St Mary the Virgin



The following is a transcript of a framed, calligraphed, description of the church which hangs in the nave. The date and author are unknown.
Link to Historic England listing for St Marys [link]

This small cruciform church follows the traditional architectural style of the thirteenth century, technically termed
“Early English” and is the most indigenous of all architectural styles in the Gothic period.

It was designed by the famous church architect Temple Moor. 
The foundation stone was laid in 1924 and the church was consecrated in 1926.


Characteristic of “Early English” are the lofty lancet windows of varying proportions arranged in groups of two or three and sometimes five, and the refined simple contour of the mouldings.

The feature is especially fitting in view of the Cistercian Nunnery which stood at Thorpe (Nunthorpe) at the beginning of the thirteenth century – site nearby Nunthorpe Hall.



The Chancel is planned with arcades; its small
south aislesuggests a chapel for daily use.


To the north are the vestries and the organ loft. The arches with their varied mouldings and the clerestory above give height and dignity to the Chancel, which indeed is the church proper. This is a somewhat unusual feature but the effect is uplifting.

The four main arches carrying the tower over the crossing are bold features of the interior and the method adopted to transfer the thrusts created (the arch never sleeps) to substantial abutments is worthy of study The scheme of the arches leading east from the transept to the choir aisles gives a great sense of solidarity and fascinating diagonal views of the altar are created from the transept. Here the harmony of the whole and the quality of scale can best be studied. It is the coursing and size of the stones adopted that largely give this quality.
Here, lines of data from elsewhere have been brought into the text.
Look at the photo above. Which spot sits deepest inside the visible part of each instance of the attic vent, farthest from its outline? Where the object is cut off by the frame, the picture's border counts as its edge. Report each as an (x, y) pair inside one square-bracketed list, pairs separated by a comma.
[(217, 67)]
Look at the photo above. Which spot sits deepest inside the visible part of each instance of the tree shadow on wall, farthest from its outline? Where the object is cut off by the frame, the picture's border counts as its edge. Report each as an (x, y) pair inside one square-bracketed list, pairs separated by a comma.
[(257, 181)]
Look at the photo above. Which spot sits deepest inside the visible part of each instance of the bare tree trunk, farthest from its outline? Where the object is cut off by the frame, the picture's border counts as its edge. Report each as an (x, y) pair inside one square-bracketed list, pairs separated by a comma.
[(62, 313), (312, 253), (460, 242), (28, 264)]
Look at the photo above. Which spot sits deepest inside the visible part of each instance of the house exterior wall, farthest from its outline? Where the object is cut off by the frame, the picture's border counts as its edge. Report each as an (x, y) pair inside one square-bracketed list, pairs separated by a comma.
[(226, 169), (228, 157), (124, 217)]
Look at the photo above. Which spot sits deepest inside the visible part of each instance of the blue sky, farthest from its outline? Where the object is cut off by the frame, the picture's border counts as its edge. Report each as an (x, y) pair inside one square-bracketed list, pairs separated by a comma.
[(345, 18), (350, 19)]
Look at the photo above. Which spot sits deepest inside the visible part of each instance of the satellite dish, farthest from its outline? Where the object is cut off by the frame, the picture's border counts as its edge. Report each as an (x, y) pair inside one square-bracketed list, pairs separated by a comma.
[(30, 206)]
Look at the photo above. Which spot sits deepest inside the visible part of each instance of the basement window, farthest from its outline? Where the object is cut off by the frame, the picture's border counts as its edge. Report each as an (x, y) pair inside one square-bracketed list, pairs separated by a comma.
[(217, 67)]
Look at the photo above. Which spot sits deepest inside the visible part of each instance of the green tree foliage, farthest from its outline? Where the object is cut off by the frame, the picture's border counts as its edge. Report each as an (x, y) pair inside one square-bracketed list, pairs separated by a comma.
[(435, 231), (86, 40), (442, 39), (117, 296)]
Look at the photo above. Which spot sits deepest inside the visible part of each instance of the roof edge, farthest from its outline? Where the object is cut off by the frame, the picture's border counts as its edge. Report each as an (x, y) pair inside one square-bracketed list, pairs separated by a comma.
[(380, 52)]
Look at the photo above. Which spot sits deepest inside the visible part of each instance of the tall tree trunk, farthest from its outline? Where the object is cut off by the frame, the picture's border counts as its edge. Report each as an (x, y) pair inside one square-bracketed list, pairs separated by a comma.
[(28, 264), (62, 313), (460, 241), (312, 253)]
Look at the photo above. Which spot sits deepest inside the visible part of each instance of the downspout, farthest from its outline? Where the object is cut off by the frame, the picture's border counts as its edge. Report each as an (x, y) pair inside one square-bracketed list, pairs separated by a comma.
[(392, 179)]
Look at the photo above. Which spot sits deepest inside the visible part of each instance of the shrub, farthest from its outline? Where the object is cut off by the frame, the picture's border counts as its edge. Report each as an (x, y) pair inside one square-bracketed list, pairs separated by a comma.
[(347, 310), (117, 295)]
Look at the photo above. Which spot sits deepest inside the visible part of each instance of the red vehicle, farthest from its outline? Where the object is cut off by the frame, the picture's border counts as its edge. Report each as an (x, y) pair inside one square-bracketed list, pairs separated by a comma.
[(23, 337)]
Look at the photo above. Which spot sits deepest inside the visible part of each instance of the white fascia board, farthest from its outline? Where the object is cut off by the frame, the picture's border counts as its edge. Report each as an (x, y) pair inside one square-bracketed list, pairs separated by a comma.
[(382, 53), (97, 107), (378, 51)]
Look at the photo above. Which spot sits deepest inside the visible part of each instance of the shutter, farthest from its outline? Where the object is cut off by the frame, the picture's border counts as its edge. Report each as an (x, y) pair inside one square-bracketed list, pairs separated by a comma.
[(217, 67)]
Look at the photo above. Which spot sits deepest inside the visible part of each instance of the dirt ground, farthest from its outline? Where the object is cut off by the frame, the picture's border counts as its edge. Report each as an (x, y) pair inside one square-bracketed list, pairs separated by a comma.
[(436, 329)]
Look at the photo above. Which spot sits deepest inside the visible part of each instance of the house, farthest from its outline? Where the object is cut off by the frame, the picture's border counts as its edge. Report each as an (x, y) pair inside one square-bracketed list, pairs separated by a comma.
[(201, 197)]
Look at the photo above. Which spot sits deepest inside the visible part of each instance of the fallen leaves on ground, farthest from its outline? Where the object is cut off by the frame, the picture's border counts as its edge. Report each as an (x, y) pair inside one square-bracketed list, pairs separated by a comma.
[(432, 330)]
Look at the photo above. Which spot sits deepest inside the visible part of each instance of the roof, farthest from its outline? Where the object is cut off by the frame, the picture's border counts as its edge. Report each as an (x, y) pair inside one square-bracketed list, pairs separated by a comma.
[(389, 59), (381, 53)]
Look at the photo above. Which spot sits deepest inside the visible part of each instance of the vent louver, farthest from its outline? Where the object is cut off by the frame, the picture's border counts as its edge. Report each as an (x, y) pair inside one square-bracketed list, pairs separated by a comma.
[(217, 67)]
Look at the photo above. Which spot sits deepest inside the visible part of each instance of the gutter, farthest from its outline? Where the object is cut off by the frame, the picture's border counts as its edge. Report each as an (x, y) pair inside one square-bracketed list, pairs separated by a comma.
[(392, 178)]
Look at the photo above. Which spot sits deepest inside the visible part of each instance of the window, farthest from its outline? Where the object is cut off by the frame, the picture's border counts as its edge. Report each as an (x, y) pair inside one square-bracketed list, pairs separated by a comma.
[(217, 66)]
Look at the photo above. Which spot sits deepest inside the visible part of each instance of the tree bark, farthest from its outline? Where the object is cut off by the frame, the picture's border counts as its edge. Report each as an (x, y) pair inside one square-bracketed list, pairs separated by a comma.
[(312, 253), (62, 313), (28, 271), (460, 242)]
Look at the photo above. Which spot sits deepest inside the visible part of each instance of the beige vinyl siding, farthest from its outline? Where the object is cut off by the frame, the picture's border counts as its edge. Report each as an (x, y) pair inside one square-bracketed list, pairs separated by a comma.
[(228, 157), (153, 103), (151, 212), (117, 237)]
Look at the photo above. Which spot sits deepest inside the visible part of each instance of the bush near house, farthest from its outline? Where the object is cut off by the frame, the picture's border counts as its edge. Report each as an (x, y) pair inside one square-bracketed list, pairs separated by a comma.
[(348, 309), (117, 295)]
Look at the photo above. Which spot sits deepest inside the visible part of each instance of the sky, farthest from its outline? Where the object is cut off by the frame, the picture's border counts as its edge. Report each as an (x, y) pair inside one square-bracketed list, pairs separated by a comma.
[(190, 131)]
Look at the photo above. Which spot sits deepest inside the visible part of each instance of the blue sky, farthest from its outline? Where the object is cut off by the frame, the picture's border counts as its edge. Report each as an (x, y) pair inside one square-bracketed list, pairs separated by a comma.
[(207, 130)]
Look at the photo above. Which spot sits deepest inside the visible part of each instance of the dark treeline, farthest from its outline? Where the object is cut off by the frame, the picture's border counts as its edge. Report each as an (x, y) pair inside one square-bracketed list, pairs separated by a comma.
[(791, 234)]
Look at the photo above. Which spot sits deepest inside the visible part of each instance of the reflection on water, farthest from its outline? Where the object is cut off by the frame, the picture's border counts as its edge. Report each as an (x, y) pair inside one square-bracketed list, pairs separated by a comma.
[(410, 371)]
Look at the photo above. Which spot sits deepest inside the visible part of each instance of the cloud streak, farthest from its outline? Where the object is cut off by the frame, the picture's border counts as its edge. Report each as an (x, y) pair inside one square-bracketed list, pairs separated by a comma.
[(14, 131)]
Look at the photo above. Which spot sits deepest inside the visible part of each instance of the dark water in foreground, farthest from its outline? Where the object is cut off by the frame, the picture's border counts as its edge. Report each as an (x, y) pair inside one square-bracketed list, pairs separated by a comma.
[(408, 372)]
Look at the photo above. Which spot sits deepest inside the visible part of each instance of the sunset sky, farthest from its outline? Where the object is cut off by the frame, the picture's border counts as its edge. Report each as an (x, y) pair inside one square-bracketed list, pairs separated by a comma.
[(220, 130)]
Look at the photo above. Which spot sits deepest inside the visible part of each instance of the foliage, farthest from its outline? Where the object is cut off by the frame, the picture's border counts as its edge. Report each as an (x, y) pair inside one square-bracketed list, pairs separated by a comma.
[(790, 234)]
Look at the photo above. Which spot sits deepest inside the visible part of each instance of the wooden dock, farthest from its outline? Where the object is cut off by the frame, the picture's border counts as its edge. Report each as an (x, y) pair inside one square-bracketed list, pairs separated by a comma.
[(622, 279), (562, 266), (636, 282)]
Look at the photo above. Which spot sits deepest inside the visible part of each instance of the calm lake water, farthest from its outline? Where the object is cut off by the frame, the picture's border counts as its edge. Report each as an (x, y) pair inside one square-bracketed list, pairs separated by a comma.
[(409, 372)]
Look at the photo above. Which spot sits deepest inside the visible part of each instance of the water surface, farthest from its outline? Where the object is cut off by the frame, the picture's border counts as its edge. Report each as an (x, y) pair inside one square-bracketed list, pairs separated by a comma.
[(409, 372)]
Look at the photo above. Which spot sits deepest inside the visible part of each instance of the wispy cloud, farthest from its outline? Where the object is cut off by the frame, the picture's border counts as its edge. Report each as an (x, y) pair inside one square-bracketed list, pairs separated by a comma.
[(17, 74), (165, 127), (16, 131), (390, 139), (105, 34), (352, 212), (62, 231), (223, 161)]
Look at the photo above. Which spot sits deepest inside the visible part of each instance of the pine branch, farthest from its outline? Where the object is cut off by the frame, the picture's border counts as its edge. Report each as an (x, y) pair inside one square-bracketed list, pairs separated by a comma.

Again the slight variation in the detail of the corbels carrying the western arch at the crossing should be noted. It is just such details that make our church interesting, being hand wrought in every particular without any of the standardisation of the machine-made product.


The deep arch over the 3 light North Transept window – delightfully out of centre - is another instance of design to give substance to the structure. This arch actually carries the stairway up to the tower – an ingenious camouflage.



Visitors should glance at the narrow little west window in the North Transept with its arched head, an exception in design, & eastward the “Vesica” shaped opening (to allow sound from the organ loft) which has an interesting traditional significance.


Built of Ayton stone and with all the roofs,
doors, seating and fittings of English oak.

The church stands as an example of the pure
English product – rare in these days




Its position with magnificent views from outside
its walls must be unsurpassed in Cleveland.


The Eight Bells in the Tower were installed to the memory of Sir Arthur and Lady Dorman and their eldest son, Mr Charles Dorman, whose liberality so largely contributed to the erection of the Church.